A lot of the numbers, arguments, evidence etc. don't make a jot of sense to us. It's all pie-in-the-sky hyperbole and backwards Hollywood accounting, where a song which makes $0.99 per sale from a retailer is worth $150,000 if downloaded and shared.
You're the lawyer; You tell us!
Finally had enough. Come see us over at https://soylentnews.org/
Additionally, the argument seems to not be focused on the statutory range at all - which is a mistake when they're arguing about the Constitutionality of the statute. Rather, on page 5, Thomas notes that the damages could be as low as one song times the minimum, or dozens of songs times the maximum, and then compares this to a range of "$50 to $10,000,000"... But that's not the range in the statute. Instead, at best, it's an argument that dozens of instances of infringement of independent works should be treated only as infringement of a single work, and I can't see the court deciding that Congress lacked a legitimate reason for not writing the statute that way.
Also, from her brief: "If the recording companies are correct, then they are claiming that Congress considered and approved damages ranging from one song times the minimum ($250) to thousands of songs times the maximum (hundreds of millions of dollars or more)." That's just sloppy. Either he means $750 or he means $200, but which is not clear.
Artificial scarcity is morally wrong and economically harmful.
Business models that involve data should not be dependent on artificial scarcity.

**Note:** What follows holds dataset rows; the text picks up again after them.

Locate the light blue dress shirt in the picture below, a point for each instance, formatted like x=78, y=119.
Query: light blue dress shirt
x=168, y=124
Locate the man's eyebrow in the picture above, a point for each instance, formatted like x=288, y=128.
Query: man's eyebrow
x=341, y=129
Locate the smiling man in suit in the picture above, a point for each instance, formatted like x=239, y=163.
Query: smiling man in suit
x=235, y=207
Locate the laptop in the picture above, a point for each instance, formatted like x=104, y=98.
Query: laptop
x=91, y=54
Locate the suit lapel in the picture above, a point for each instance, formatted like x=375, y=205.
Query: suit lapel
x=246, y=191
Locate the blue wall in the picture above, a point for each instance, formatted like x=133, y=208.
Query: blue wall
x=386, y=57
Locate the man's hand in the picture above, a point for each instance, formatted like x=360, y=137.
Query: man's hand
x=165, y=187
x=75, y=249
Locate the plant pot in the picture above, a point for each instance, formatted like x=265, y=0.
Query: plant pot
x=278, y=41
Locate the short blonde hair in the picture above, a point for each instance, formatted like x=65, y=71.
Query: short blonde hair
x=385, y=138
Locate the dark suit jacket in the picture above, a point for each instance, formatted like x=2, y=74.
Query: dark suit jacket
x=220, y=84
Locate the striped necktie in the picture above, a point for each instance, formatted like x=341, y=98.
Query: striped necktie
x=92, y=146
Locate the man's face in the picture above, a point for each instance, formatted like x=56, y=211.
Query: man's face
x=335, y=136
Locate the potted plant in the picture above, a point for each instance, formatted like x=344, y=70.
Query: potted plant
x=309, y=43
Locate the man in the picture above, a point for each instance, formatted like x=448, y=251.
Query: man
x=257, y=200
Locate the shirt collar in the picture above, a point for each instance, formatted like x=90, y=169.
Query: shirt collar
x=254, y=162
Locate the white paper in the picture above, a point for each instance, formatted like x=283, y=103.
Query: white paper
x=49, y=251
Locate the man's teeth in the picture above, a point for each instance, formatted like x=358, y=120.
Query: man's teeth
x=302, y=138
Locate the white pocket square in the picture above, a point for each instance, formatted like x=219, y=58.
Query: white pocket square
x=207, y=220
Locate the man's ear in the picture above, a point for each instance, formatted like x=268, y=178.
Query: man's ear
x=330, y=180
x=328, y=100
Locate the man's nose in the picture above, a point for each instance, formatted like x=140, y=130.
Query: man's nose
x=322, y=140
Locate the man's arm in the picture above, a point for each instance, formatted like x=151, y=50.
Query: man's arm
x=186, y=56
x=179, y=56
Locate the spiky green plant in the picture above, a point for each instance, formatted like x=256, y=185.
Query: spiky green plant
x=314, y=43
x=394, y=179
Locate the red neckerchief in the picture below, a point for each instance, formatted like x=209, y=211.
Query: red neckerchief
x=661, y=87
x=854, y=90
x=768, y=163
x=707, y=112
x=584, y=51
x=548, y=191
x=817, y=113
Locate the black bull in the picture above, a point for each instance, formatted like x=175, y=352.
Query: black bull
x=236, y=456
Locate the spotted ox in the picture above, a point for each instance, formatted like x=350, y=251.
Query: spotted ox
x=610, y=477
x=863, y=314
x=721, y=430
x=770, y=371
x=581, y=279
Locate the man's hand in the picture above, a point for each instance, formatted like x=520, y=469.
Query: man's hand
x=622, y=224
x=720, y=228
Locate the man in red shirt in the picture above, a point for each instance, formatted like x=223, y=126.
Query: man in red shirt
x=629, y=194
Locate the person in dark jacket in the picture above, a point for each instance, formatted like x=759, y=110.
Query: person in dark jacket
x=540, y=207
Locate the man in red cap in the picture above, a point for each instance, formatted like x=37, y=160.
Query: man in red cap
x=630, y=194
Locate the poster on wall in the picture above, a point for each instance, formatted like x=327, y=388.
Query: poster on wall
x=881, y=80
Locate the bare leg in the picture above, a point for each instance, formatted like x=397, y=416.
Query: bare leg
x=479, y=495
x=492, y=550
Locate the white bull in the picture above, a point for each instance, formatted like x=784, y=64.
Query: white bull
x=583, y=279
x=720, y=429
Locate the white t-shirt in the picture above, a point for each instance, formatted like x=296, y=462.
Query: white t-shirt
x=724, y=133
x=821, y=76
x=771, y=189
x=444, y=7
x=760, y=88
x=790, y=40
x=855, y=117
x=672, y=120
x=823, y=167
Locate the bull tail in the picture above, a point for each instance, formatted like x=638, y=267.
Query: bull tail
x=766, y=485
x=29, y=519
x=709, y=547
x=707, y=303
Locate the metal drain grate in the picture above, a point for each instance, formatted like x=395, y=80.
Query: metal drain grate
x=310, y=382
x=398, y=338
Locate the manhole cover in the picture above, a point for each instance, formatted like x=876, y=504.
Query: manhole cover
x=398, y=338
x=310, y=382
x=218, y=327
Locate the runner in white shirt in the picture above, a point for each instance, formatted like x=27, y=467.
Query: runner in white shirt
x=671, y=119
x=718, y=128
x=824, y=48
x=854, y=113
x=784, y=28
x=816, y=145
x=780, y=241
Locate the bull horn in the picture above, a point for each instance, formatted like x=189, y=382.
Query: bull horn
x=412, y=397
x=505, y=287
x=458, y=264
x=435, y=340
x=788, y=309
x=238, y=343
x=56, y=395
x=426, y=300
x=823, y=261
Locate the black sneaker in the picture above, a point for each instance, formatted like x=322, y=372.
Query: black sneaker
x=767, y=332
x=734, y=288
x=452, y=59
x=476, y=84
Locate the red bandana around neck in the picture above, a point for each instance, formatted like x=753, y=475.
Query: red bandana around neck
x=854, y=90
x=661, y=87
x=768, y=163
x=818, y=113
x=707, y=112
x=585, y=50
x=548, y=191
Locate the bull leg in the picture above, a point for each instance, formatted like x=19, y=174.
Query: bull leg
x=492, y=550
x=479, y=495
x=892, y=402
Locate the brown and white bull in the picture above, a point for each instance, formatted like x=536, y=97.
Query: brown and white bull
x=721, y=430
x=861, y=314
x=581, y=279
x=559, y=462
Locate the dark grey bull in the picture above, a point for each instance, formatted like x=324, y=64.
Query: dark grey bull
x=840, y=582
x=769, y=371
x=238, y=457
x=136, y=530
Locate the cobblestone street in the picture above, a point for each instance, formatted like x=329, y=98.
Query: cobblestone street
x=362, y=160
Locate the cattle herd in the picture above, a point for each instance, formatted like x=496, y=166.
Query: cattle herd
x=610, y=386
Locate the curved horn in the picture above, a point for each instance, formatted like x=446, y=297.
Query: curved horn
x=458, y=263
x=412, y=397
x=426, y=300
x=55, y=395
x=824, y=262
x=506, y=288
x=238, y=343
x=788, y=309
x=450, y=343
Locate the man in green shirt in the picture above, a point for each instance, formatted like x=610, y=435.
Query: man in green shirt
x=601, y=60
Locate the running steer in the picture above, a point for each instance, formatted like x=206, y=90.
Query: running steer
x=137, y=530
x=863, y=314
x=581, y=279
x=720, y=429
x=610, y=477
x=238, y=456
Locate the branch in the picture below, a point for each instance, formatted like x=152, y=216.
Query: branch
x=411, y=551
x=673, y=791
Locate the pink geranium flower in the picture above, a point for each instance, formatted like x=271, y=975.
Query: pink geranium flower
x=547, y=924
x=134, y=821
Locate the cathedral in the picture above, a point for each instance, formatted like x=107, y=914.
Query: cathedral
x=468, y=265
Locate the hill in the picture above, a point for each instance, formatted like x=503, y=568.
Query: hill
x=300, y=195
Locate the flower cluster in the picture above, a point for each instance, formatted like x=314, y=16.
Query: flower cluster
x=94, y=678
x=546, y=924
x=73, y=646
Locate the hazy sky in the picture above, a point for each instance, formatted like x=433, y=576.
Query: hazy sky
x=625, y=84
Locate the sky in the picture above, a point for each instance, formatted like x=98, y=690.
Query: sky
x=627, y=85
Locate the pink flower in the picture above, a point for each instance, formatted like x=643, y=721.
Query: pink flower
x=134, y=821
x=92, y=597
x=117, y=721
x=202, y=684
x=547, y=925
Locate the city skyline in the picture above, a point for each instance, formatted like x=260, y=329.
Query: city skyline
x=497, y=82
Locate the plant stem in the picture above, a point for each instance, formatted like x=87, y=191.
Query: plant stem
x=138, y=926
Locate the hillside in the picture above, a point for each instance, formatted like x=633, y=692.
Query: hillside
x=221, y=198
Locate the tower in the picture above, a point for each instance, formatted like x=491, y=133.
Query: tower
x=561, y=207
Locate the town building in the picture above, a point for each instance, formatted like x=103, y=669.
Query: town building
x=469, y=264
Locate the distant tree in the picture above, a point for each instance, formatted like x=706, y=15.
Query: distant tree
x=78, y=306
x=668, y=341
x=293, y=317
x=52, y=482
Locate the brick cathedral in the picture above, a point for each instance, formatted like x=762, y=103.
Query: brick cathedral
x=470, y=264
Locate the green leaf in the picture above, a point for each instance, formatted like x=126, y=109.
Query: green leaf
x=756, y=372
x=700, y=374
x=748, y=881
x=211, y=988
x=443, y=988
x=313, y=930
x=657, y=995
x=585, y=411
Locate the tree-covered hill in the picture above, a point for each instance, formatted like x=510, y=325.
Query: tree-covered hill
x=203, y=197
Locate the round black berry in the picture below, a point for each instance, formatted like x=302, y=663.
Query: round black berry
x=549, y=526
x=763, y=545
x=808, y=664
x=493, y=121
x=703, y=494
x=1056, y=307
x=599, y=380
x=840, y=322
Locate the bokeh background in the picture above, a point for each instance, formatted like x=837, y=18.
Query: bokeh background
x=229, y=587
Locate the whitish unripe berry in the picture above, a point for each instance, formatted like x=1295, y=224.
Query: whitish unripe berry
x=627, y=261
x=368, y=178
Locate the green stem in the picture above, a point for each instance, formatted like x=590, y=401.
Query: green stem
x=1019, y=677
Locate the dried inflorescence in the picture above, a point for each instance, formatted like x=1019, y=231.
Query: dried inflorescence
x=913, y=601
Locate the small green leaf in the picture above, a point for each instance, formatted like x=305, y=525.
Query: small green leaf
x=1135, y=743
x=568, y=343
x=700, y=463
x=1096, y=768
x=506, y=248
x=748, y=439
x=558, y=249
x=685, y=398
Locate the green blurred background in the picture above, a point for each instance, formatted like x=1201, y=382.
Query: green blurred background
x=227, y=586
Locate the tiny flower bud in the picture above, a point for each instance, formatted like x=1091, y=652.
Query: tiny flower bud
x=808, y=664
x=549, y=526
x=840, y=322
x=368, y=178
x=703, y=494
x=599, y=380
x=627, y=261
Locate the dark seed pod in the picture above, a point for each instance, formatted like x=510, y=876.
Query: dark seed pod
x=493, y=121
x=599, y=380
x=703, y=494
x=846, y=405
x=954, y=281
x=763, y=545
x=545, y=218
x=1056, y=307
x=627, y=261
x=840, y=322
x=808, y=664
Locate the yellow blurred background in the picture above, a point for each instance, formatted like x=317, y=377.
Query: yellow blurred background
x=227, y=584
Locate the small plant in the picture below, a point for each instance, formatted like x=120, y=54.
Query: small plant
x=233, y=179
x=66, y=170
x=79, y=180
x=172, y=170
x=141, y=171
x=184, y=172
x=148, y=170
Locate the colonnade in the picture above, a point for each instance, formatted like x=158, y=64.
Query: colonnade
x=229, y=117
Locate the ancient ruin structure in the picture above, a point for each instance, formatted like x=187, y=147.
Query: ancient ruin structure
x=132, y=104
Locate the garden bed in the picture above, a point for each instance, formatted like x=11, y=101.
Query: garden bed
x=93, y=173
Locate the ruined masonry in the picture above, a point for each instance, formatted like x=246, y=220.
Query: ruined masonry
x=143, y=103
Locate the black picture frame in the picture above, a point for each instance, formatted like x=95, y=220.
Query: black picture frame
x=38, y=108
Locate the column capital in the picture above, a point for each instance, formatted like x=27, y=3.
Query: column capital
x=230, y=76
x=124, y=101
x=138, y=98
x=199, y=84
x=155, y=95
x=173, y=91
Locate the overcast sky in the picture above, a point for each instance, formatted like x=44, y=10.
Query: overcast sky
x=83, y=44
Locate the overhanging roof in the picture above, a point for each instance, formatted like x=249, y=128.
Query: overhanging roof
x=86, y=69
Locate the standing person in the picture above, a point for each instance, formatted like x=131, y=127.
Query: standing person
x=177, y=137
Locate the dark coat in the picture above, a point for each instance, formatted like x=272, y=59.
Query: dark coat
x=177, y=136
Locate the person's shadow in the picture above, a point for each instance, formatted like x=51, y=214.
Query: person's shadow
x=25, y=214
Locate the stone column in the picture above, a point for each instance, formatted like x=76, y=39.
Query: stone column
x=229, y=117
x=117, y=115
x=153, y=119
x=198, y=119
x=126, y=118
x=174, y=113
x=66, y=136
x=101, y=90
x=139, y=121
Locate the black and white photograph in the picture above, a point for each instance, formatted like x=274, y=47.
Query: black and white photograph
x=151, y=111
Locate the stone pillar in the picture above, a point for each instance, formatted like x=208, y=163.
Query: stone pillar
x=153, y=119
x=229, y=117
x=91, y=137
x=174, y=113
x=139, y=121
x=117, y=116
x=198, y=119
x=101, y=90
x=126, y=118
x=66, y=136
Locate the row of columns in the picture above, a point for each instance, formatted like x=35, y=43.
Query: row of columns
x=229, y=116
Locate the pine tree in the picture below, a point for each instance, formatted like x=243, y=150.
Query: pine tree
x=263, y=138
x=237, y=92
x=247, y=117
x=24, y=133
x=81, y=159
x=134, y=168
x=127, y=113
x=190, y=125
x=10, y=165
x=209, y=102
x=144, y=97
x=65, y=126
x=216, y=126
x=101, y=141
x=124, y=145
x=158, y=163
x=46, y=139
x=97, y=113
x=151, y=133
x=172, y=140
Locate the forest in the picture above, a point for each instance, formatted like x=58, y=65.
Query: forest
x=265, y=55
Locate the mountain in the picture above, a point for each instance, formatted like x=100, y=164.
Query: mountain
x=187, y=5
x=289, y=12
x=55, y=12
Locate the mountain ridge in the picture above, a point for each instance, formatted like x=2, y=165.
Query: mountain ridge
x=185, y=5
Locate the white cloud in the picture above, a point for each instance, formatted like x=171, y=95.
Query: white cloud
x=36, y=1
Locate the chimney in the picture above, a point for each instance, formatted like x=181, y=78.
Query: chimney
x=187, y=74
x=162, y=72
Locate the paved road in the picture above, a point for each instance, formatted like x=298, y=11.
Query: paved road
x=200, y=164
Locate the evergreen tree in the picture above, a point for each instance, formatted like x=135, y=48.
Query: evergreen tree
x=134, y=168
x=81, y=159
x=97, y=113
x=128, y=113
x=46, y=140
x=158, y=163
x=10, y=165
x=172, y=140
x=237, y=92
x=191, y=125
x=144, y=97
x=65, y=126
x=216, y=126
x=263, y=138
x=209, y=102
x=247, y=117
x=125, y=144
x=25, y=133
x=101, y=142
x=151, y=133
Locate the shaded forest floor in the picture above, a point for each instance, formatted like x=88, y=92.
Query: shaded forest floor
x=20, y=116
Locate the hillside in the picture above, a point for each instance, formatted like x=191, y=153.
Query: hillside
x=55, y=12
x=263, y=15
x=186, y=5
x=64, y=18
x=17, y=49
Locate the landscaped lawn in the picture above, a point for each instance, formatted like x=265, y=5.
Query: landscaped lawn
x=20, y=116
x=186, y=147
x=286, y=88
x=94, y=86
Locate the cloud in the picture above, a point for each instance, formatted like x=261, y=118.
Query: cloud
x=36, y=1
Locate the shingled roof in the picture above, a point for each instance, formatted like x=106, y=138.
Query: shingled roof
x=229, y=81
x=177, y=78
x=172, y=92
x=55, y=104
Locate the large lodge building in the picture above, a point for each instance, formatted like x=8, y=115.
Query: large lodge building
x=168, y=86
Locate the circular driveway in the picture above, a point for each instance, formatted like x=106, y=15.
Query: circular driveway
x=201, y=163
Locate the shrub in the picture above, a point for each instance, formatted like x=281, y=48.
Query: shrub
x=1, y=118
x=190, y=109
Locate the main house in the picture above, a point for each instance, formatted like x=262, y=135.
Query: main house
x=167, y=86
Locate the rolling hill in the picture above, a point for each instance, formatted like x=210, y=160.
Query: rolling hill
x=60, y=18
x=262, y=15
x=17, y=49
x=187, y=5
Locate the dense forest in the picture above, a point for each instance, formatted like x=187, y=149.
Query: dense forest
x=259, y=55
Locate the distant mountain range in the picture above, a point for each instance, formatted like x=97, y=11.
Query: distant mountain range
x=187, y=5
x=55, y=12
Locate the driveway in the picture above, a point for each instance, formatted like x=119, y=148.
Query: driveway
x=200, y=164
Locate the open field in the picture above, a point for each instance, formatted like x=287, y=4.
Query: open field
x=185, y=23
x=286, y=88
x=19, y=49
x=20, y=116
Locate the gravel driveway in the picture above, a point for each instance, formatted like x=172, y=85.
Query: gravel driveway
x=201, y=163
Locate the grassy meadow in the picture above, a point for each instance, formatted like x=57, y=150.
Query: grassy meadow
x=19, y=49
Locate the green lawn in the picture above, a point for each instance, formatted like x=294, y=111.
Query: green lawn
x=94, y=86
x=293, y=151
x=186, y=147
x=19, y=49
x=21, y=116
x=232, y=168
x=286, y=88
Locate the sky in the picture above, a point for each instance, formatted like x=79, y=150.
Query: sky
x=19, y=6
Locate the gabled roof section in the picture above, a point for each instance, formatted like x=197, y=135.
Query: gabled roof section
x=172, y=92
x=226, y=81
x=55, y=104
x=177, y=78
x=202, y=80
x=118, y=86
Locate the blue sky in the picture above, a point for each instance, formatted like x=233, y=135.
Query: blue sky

We can revisit the old artificial-scarcity model when and if the predicted-but-never-demonstrated cultural impoverishment (a hypothesized result of a lack of new content which is a hypothesized result of a lack of financial incentive to create which is a hypothesized result of the inability to wring every last penny out of everyone that receives a copy of the data) actually happens (which it won't).
In actuality, Jamie Thomas made thousands of songs available. The RIAA only picked a small subset for trial. .... Wonder why they only tried to go for a mere 30 or so?